Mary Kenneth Keller, B.V.M. was an American Roman Catholic religious sister, educator and pioneer in computer science. She and Irving C. Tang were the first two people to earn a doctorate in computer science in the United States.
Career
Keller was born in Cleveland, Ohio on December 17, 1913 to John Adam Keller and Catherine Josephine Keller. She entered the Sisters of Charity of the Blessed Virgin Mary in 1932 and took her vows with that religious congregation in 1940. She completed both her B.S. in Mathematics in 1943 and her M.S. in Mathematics and Physics in 1953 from DePaul University in Chicago. Keller earned her Ph.D. from the University of Wisconsin–Madison in 1965. Her dissertation, Inductive Inference on Computer Generated Patterns, focused on "constructing algorithms that performed analytic differentiation on algebraic expression, written in CDC FORTRAN 63." Throughout Keller's graduate studies, she was affiliated with various institutions including the University of Michigan, Purdue, and Dartmouth.

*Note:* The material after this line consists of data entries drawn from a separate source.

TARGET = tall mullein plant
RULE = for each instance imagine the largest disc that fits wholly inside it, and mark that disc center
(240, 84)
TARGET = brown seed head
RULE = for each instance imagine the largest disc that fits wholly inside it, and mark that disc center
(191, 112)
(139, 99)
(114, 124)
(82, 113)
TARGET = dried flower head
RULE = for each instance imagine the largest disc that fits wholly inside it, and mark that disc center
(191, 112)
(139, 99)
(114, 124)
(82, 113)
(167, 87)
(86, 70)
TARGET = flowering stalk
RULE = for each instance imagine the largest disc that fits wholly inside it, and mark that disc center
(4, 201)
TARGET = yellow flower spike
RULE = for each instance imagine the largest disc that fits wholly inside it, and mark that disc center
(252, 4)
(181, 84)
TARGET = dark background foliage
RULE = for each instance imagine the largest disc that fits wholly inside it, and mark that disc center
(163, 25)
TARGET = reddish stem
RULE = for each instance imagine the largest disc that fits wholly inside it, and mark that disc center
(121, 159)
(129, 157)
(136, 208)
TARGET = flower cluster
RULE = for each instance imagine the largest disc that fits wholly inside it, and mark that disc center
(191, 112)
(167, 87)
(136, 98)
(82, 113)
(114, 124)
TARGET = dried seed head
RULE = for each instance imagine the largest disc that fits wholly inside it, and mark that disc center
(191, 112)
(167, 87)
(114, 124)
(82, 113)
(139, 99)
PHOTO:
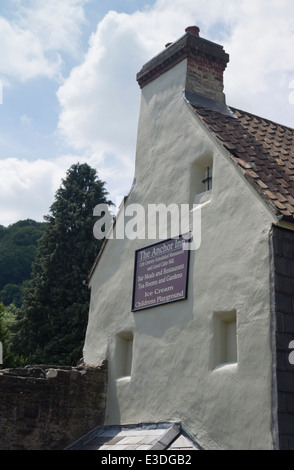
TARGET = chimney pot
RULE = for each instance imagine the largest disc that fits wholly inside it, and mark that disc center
(193, 30)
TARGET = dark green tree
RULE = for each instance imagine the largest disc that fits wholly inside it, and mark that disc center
(54, 314)
(18, 248)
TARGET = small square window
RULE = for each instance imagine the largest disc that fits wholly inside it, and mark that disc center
(123, 354)
(225, 338)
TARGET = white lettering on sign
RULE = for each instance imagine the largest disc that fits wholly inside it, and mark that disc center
(291, 355)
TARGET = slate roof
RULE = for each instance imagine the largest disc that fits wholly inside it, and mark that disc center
(263, 150)
(157, 436)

In 1958, Keller began working at the National Science Foundation workshop in the computer science center at Dartmouth College, a male-only institution at the time, where she participated in the implementation of the first DTSS BASIC Kernel for the language, working under John G. Kemeny and Thomas E. Kurtz along with about a dozen other students. Keller believed in the potential for computers to increase access to information and promote education. After finishing her doctorate in 1965, Keller founded the computer science department at Clarke College, a Catholic women's college founded by Sisters of Charity of the Blessed Virgin Mary in Dubuque, Iowa. That same year, that National Science Foundation awarded her a grant of $25,000 payable over two years for "instructional equipment for undergraduate education." One of the first computer science departments at a small college, Keller directed this department for twenty years. Clarke College now has the Keller Computer Center and Information Services, which is named after her and which provides computing and telecommunication support to Clarke College students, faculty members, and staff. The college has also established the Mary Kenneth Keller Computer Science Scholarship in her honor. Keller was an advocate for the involvement of women in computing and the use of computers for education. She helped to establish the Association of Small Computer Users in Education. She went on to write four books in the field. At the ACM/SIGUCC User Services Conference in 1975, Keller declared "we have not fully used a computer as the greatest interdisciplinary tool that has been invented to date." Keller died on January 10, 1985, at the age of 71.